Chicken Slice Finds Ingenious Way To “Rate” Customers, Offers Massive 70% Discount For Forex
Packers International’s fast food brand Chicken Slice has seemingly found an ingenious way to work around the government’s regulations prohibiting charging in foreign currency.
Instead of charging in foreign currency the fast food group is simply offering a massive discount of up to 70 percent for customers who pay in foreign currency. Since the United States Dollar is currently trading at between 3-4 Bond Notes/RTGS for every 1 USD, the discount would translate to more or less the actual price in United States Dollars.

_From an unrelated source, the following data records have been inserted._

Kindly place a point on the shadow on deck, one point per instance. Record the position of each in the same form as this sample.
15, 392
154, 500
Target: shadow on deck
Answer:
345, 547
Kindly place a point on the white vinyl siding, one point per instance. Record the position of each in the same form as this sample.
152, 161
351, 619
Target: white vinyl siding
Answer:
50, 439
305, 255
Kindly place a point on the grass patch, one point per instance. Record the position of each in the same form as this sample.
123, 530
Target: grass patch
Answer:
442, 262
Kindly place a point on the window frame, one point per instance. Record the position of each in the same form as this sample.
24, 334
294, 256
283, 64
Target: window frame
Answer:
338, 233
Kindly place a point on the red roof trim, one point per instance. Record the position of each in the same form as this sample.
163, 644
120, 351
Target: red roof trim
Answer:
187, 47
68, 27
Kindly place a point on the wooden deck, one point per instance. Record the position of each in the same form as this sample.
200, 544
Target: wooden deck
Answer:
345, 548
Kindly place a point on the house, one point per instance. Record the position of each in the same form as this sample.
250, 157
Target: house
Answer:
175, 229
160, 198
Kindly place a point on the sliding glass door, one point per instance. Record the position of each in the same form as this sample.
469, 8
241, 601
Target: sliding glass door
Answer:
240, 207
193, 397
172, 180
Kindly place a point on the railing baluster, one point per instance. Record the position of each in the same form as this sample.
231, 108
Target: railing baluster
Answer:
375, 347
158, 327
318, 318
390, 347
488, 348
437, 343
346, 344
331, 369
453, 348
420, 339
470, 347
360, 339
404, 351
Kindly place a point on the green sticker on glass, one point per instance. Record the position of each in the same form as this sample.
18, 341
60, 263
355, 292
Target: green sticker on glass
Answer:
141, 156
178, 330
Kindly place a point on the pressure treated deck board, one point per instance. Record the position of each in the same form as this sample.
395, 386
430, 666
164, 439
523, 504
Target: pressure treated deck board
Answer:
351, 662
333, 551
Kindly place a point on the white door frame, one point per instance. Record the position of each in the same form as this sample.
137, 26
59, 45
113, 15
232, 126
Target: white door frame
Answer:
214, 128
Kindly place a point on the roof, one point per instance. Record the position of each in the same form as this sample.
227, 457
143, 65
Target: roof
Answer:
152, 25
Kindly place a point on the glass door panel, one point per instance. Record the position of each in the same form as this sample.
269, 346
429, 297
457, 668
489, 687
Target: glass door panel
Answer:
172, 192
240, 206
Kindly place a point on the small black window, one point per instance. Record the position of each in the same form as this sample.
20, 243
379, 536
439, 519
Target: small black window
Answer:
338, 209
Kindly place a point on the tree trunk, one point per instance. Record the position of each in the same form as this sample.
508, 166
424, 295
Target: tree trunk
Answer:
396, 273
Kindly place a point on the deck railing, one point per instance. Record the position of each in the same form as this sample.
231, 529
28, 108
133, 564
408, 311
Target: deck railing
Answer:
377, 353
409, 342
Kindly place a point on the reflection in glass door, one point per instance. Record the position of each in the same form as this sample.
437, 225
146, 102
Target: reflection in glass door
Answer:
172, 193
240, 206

The move may be ingenious as the authorities have promised to crack down on businesses which are charging solely in foreign currency or using multi-tier pricing. President Emmerson Mnangagwa threatened to revoke the licences of all the pharmacies which are charging in United States Dollars.

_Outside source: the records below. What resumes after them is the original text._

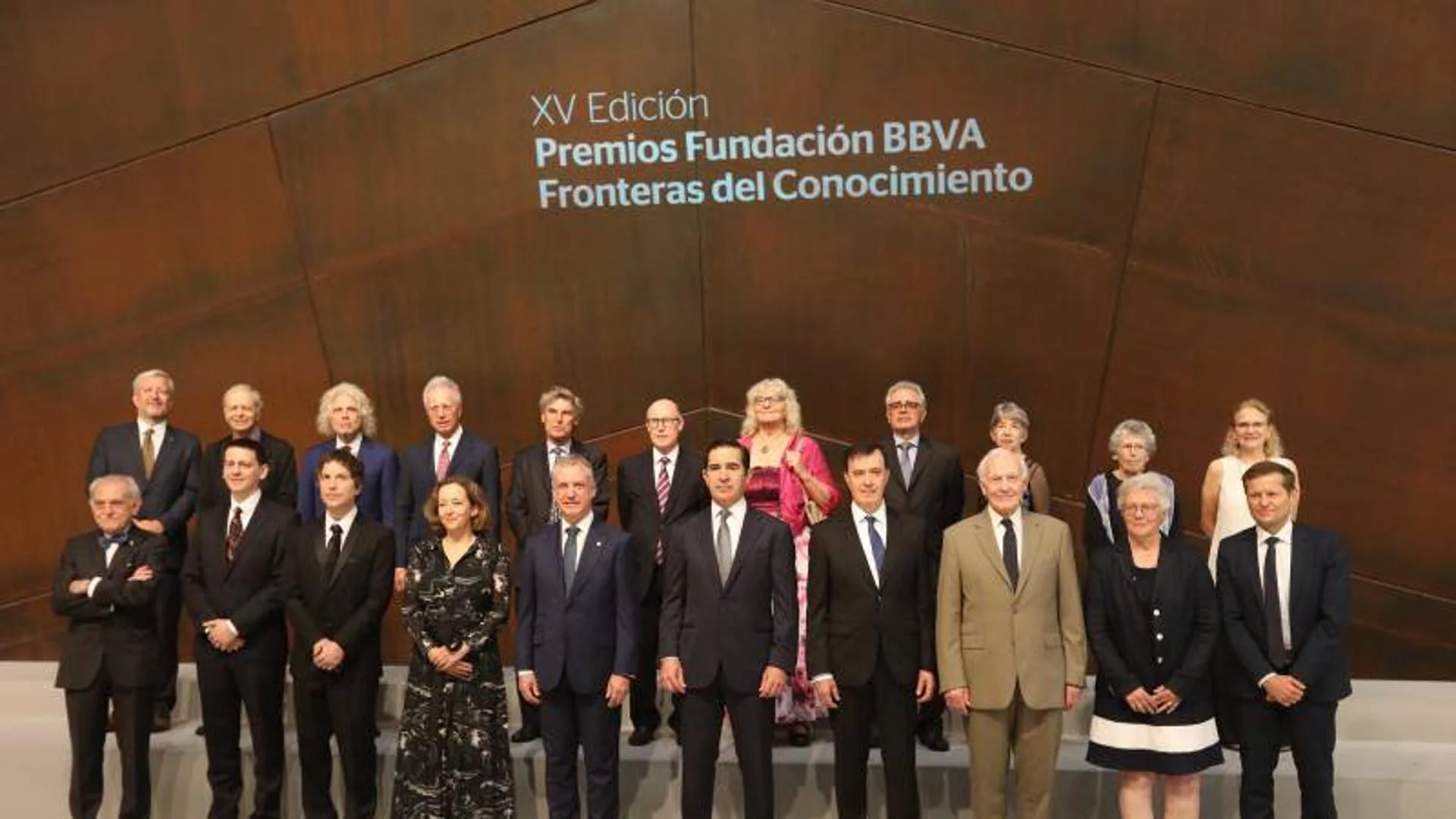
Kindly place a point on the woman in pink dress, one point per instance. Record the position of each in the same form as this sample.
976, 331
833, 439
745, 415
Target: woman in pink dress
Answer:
789, 480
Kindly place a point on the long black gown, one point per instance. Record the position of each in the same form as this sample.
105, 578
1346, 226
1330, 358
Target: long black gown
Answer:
455, 751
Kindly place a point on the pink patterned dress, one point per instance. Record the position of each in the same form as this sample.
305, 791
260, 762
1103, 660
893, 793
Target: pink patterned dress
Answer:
778, 491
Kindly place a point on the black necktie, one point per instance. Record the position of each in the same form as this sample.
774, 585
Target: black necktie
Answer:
1273, 620
570, 557
331, 551
877, 548
1009, 553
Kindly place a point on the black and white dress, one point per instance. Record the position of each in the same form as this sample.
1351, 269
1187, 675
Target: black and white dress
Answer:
1147, 629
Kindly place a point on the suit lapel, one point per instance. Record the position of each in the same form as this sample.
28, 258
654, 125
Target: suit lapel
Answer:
922, 461
587, 558
747, 539
990, 548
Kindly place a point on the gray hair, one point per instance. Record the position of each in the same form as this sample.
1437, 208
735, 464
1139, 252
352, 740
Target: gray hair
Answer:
128, 484
253, 391
441, 382
558, 392
357, 394
1011, 411
1131, 428
1147, 483
573, 460
1021, 463
792, 414
909, 385
136, 381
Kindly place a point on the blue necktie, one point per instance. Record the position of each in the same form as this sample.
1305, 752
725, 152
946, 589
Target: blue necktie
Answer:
877, 547
571, 556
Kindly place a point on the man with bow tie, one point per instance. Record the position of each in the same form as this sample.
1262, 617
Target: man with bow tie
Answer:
234, 585
165, 463
576, 651
105, 586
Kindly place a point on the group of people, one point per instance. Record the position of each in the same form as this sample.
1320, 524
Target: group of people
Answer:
740, 582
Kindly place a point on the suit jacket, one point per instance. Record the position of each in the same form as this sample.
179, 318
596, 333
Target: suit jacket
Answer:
993, 639
346, 607
1318, 611
1171, 648
280, 485
251, 589
171, 494
584, 634
381, 479
473, 457
730, 630
528, 507
851, 618
937, 491
117, 623
638, 510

In announcing the discounts on social media, Chicken Slice said
you can still buy in Bond, or using Ecocash and Swipe, it is not mandatory for everyone to purchase in USD, if you do not have US, you can still enjoy your slice using the other currencies and mediums of payment, however if you want to purchase in USD then there is a discount you will get. For example, the 2 Slicer is costing $USD3.
There is still no problem if you still buy the same 2 Slicer for $6.50 using Bond, or Swipe or Ecocash.
Unsurprisingly, the move was met with mixed feelings by Zimbabweans who took to social media to respond to the announcement.